This isn’t really a Beholder project, because the publishers Ammonite made it... but, as Ormond Sacker, I was commissioned to help create this book for them. If you enjoyed solving the puzzles in Planetarium then you’ll probably like the The Sherlock Holmes Escape Book too.
It’s a choose-your-own-path adventure-style puzzle escape book, in which your answers to the puzzles determine your route through (and, eventually, out of) the book. The evocative full-page illustrations are by Tobias Willa, all the supporting graphics are by Ammonite’s designer Robin Shields, and we even snuck in an extra Sherlockian short story by Viv Croot if you are observant enough to find it. The book features a volvelle (in this case, a code-wheel) on the cover — the publishers provide this online version, which you can fiddle with but which won’t be any use without the puzzles in the book.
Unlike Planetarium, progression through the story does depend on your solutions to the puzzles — but hints and the complete¹ solutions are provided at the back of the book if you get stuck.
The book was published in the UK in July 2019. If you want it you can wander into your favourite (ideally independent) bookshop and ask for it. Alternatively, buy it online:
As part of the research for this I spent time with some of the excellent people and engines that are to be found in London’s great little Museum of Water & Steam at Kew Bridge, because I used their site — formerly the Grand Junction Water Works pumping station — as the setting of the main events in the book. So the absolute best way of getting a copy of The Adventure of the London Waterworks is to go and visit them, and buy one (or more) from their gift shop on the way out.
¹ Well, almost complete. There’s one puzzle whose workings I wouldn’t let them fully reveal.
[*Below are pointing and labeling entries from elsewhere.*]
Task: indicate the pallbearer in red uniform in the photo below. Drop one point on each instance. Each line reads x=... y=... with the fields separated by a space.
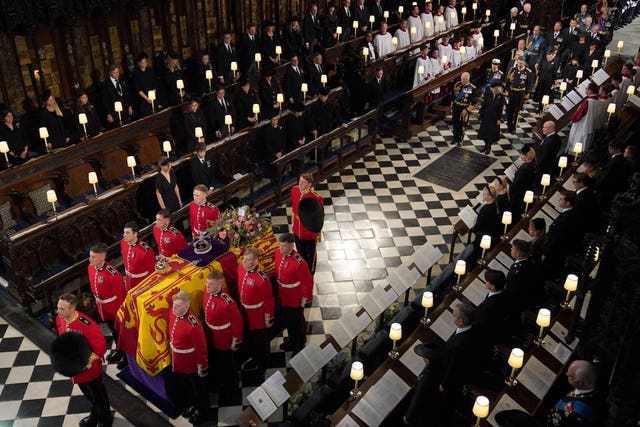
x=257 y=301
x=295 y=289
x=225 y=328
x=168 y=239
x=188 y=359
x=307 y=219
x=201 y=212
x=107 y=287
x=138 y=258
x=89 y=380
A couple of teeny-tiny errors made it through into the first edition. If you work through all the puzzles, these might have interfered with your otherwise impeccable problem-solving:
(missing pages puzzle)
The text description of the missing numbers is misleading. It says “every fourth number was skipped”. But actually the pattern that the example shows would be better described as, “number 4 was skipped, and then on every fourth page after that a number was skipped”. It’s a subtle distinction but it might throw you off if you don’t look at the sequence carefully — and the hint (in the hint section) cruelly doesn’t help if you haven’t noticed the wrinkle.
(a “dancing men” puzzle)
One of the dancing men is incorrect. The one shown here in red should really be its reflection, shown in white:
When you’ve got all the other letters, the anagram of the number you are looking for is fairly clear — except for that one letter which is wrong because this dancing man is backwards, spoiling it.